A $220m class action against building giant James Hardie has ended, with no compensation for homeowners.
A $220 million class action from over 1000 homeowners was filed against building giant James Hardie has ended with no compensation to homeowners. Source: 1 NEWS
More than 1000 homeowners were seeking compensation from the company, alleging it knowingly sold them defective cladding known as Harditex.
There were 376 properties involved in the class action.
Lawyers for both the homeowners and James Hardie were progressing through a 17-week trial at the High Court in Auckland, when proceedings abruptly stopped.
Today, it was announced that the parties had reached a settlement - but there would be no compensation for homeowners.
Instead, James Hardie would receive $1.25m following the settlement, there would be no admission of liability, and the case would be discontinued in its entirety.

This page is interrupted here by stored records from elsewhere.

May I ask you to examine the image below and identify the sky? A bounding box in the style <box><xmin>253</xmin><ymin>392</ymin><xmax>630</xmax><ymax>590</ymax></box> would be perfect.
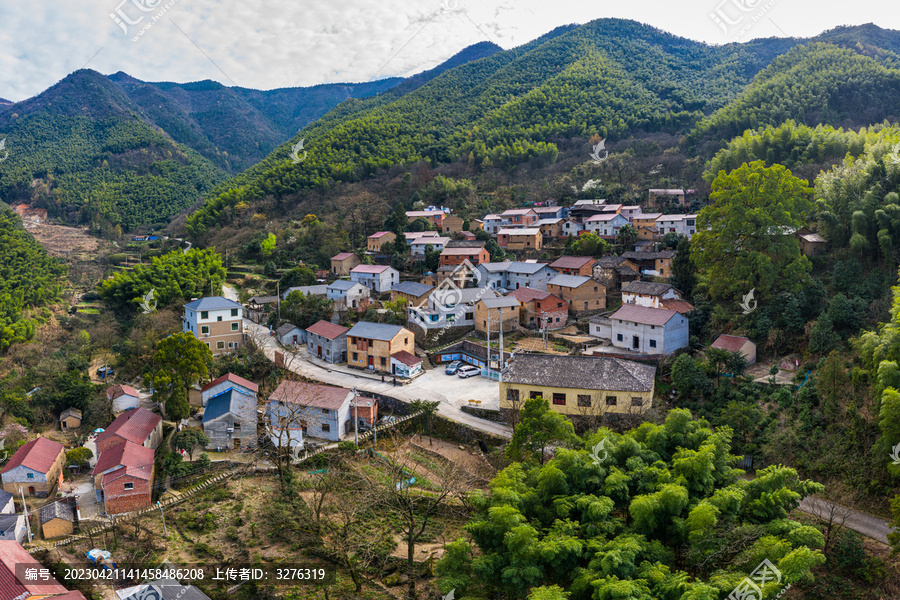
<box><xmin>0</xmin><ymin>0</ymin><xmax>897</xmax><ymax>102</ymax></box>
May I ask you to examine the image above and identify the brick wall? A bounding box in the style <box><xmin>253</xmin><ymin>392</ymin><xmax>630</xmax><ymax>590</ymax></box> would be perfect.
<box><xmin>104</xmin><ymin>470</ymin><xmax>154</xmax><ymax>515</ymax></box>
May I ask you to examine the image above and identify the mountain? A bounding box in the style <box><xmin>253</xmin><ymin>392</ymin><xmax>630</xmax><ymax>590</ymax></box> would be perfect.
<box><xmin>386</xmin><ymin>41</ymin><xmax>504</xmax><ymax>96</ymax></box>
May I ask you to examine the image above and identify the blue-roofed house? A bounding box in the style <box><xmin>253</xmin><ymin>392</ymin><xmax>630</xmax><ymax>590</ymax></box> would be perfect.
<box><xmin>327</xmin><ymin>280</ymin><xmax>370</xmax><ymax>311</ymax></box>
<box><xmin>182</xmin><ymin>297</ymin><xmax>244</xmax><ymax>355</ymax></box>
<box><xmin>202</xmin><ymin>388</ymin><xmax>258</xmax><ymax>451</ymax></box>
<box><xmin>0</xmin><ymin>490</ymin><xmax>13</xmax><ymax>514</ymax></box>
<box><xmin>476</xmin><ymin>262</ymin><xmax>559</xmax><ymax>292</ymax></box>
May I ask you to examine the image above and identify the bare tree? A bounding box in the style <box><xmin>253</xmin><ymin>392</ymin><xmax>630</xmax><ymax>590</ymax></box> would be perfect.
<box><xmin>803</xmin><ymin>496</ymin><xmax>851</xmax><ymax>552</ymax></box>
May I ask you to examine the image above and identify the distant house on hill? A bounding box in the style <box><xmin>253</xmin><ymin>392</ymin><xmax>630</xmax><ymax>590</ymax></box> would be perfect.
<box><xmin>106</xmin><ymin>384</ymin><xmax>140</xmax><ymax>413</ymax></box>
<box><xmin>710</xmin><ymin>334</ymin><xmax>757</xmax><ymax>365</ymax></box>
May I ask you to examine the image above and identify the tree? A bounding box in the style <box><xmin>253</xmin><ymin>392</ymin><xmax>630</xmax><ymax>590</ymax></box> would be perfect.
<box><xmin>144</xmin><ymin>332</ymin><xmax>212</xmax><ymax>422</ymax></box>
<box><xmin>506</xmin><ymin>397</ymin><xmax>577</xmax><ymax>464</ymax></box>
<box><xmin>279</xmin><ymin>266</ymin><xmax>316</xmax><ymax>289</ymax></box>
<box><xmin>691</xmin><ymin>161</ymin><xmax>813</xmax><ymax>309</ymax></box>
<box><xmin>173</xmin><ymin>428</ymin><xmax>210</xmax><ymax>460</ymax></box>
<box><xmin>260</xmin><ymin>233</ymin><xmax>277</xmax><ymax>257</ymax></box>
<box><xmin>671</xmin><ymin>354</ymin><xmax>713</xmax><ymax>401</ymax></box>
<box><xmin>280</xmin><ymin>291</ymin><xmax>335</xmax><ymax>330</ymax></box>
<box><xmin>670</xmin><ymin>237</ymin><xmax>696</xmax><ymax>299</ymax></box>
<box><xmin>617</xmin><ymin>224</ymin><xmax>638</xmax><ymax>250</ymax></box>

While lawyers for the plaintiffs said the circumstances around the settlement were "confidential", 1 NEWS understands the settlement came after the London-based litigation funder, Harbour Litigation Funding, said it would end its funding of the case.
“After approximately six years of strongly contested court proceedings, involving over 1,000 plaintiffs and numerous highly qualified experts, this is obviously a disappointing outcome halfway through the trial on liability," said the homeowners’ lawyer, Adina Thorn.
While the homeowners would not get any compensation, they would also not incur any costs for being involved in the class action.
"High Court litigation is often complex, costly and comes with inherent risks. The settlement reflects these realities," said Thorn.
Source: 1 NEWS
One of the homeowners, Noel Hayman, owned a 10-unit hotel and two-storey home complex and claimed Harditex cladding caused leaks, costing them $600,000.
"The cost to us was just under $600,000 plus there was loss of income to the motel lessee over the two-year repair period," he said.
"Some compensation would have been much appreciated – but the settlement represented a necessary compromise."
Meanwhile James Hardie welcomed the settlement.
“While we are happy with this outcome, and believe the settlement supports our continued belief that the allegations lacked merit and we behaved as a responsible manufacturer, we remain very sympathetic to homeowners negatively impacted by weathertightness issues,” said James Hardie's John Arneil.